Artikel 7. Hoogte van de subsidie

  • 1.

    Een subsidie bedraagt:

    • a.

      in geval van een onderzoek, als bedoeld in artikel 4, eerste lid, onder a, maximaal 75% van de kosten voor het laten uitvoeren van het onderzoek zoals die blijken uit de ingediende offerte, als bedoeld in artikel 10, tweede lid, onder f, met een maximum van 3.000,- euro;

    • b.

      in geval van een ombouw, als bedoeld in artikel 4, eerste lid, onder b, maximaal 30% van de totale ombouwkosten zoals die blijken uit de ingediende offerte, als bedoeld in artikel 10, tweede lid, onder g, onderdeel i, met een maximum van 50.000,- euro;

    • c.

      in geval van een aanschaf, als bedoeld in artikel 4, eerste lid, onder c, maximaal 30% van de hogere aanschafkosten ten opzichte van de aanschafkosten van een vergelijkbaar conventioneel bedrijfsmiddel zoals die blijken uit de ingediende offerte, als bedoeld in artikel 10, tweede lid, onder g, onderdeel i, met een maximum van 50.000,- euro.

  • 2.

    Een aanvrager kan op grond van deze regeling slechts eenmaal subsidie verkrijgen.

  • 3.

    In afwijking van het tweede lid is het voor een aanvrager mogelijk om zowel eenmaal subsidie voor een onderzoek, als bedoeld in artikel 4, eerste lid, onder a, als eenmaal subsidie voor een ombouw, als bedoeld in artikel 4, eerste lid, onder b, te ontvangen met een maximum van in totaal 50.000,- euro voor beide subsidies tezamen.

  • 4.

    Subsidieverleningen op grond van deze regeling aan een andere onderneming, waarvan de UBO(‘s) van een aanvrager ook UBO is (zijn), worden voor de beoordeling of aan het bepaalde in het tweede en derde lid is voldaan toegerekend aan die aanvrager.

Artikel 8. Subsidieplafond

Het subsidieplafond voor deze regeling bedraagt 345.000,- euro.

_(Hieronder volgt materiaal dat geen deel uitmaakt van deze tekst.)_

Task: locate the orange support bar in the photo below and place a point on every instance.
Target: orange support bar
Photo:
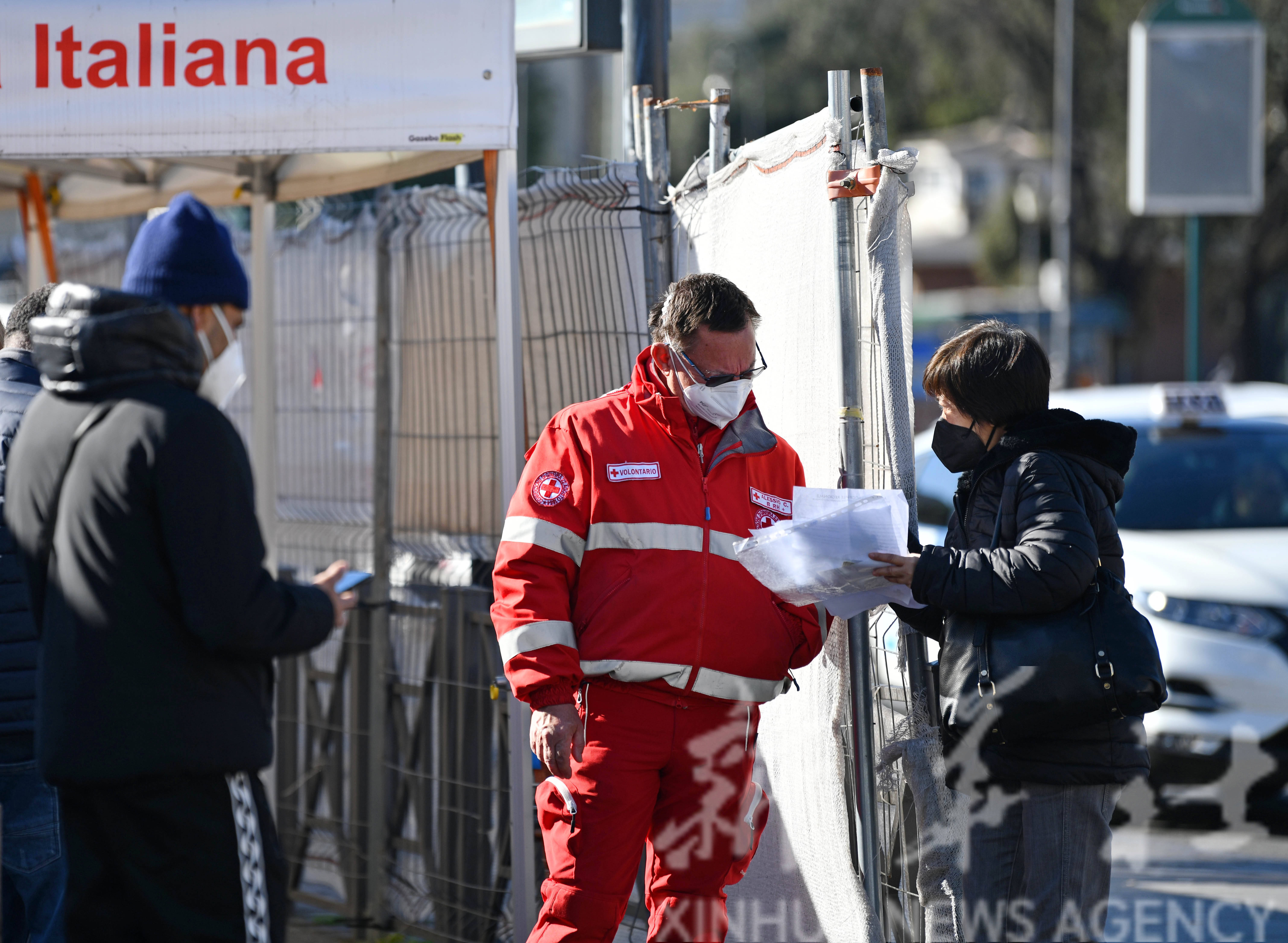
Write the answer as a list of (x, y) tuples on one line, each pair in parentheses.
[(37, 195)]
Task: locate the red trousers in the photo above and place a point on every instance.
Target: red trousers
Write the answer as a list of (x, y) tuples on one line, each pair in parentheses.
[(674, 775)]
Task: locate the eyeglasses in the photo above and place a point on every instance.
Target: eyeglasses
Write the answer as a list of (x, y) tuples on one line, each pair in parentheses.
[(722, 379)]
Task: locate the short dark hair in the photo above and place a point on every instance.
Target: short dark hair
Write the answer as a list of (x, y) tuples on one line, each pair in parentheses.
[(697, 301), (21, 315), (992, 371)]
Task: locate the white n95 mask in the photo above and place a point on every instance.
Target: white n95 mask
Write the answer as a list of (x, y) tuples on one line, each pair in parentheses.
[(718, 405), (226, 373)]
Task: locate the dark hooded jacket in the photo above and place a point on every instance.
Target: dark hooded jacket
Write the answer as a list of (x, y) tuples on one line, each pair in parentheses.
[(159, 620), (1046, 557)]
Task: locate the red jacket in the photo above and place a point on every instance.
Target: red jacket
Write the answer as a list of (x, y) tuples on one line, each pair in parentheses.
[(618, 554)]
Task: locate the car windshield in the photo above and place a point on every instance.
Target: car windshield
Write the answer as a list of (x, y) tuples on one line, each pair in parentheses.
[(1198, 480), (1180, 480)]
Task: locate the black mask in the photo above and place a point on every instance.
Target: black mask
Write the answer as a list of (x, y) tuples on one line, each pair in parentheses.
[(957, 446)]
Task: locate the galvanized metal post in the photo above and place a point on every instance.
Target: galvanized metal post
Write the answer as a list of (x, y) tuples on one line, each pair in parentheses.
[(263, 408), (1062, 191), (718, 135), (852, 426), (382, 558), (1193, 297), (875, 137), (509, 350), (652, 176)]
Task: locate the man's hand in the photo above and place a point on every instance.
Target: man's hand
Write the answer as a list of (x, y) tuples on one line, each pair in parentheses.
[(901, 567), (341, 602), (556, 732)]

Artikel 9. Wijze van verdeling

  • 1.

    Alleen volledige subsidieaanvragen worden in behandeling genomen. Indien een onvolledige aanvraag is ingediend, wordt de aanvrager op grond van artikel 4:5 van de Algemene wet bestuursrecht een hersteltermijn van twee weken geboden om de aanvraag digitaal te completeren. Wordt binnen de hersteltermijn van twee weken het gevraagde niet aangeleverd, dan wordt de aanvraag niet in behandeling genomen.

  • 2.

    Verstrekking van subsidie vindt plaats op volgorde van het moment van ontvangst van complete aanvragen, totdat het subsidieplafond is bereikt.

  • 3.

    Als de aanvrager krachtens het eerste lid de gelegenheid heeft gehad de aanvraag aan te vullen, geldt als moment van ontvangst van de aanvraag het moment waarop de digitaal aangevulde aanvraag is ontvangen.

  • 4.

    Indien het vastgestelde subsidieplafond dreigt te worden overschreden of wordt overschreden als gevolg van het aantal aanvragen dat op hetzelfde moment is ontvangen, worden die aanvragen door middel van loting gerangschikt.

Artikel 10. Aanvraag

  • 1.

    Een aanvraag om een subsidie wordt via de gemeentelijke website (www.denhelder.nl) bij burgemeester en wethouders ingediend door middel van het, daarvoor door burgemeester en wethouders vastgestelde, aanvraagformulier.

  • 2.

    Bij de aanvraag legt de aanvrager naast de gegevens zoals opgenomen in artikel 6 van de verordening in ieder geval de volgende gegevens en bescheiden over:

    • a.

      een beschrijving van de activiteit waarvoor de subsidie wordt aangevraagd;

    • b.

      een uittreksel uit de Kamer van Koophandel dat niet ouder is dan 3 maanden;

    • c.

      een opgaaf van de UBO(‘s) van de aanvrager;

    • d.

      een recente jaarrekening of ander financieel bewijsstuk waaruit de meest recente jaaromzet van de onderneming blijkt;

    • e.

      indien de aanvrager actief is in de scheepvaart en niet gevestigd is in de Kop van Noord-Holland: bewijsmiddelen waaruit blijkt dat de bedrijfsactiviteiten van de onderneming structureel worden uitgevoerd op de wateren grenzend aan de gemeenten in de Kop van Noord-Holland en dat daarbij een of meerdere havens in deze gemeenten structureel worden aangedaan;

    • f.

      indien de aanvraag betrekking heeft op een onderzoek, als bedoeld in artikel 4, eerste lid, onder a, een kopie van de offerte voor het onderzoek;

    • g.

      indien de aanvraag betrekking heeft op een ombouw, als bedoeld in artikel 4, eerste lid, onder b, of een aanschaf, als bedoeld in artikel 4, eerste lid, onder c:

      • i.

        een kopie van de offerte voor de ombouw of aanschaf;

      • ii.

        een dekkingsplan voor de kosten indien het ombouw of aanschaf betreft.

  • 3.

    De aanvraag om subsidie is volledig indien:

    • a.

      het door burgemeester en wethouders beschikbaar gestelde aanvraagformulier door de aanvrager volledig en naar waarheid is ingevuld;

    • b.

      het aanvraagformulier door de aanvrager is ondertekend; en

    • c.

      alle benodigde gegevens en bescheiden, als bedoeld in het tweede lid, bij de aanvraag zijn gevoegd.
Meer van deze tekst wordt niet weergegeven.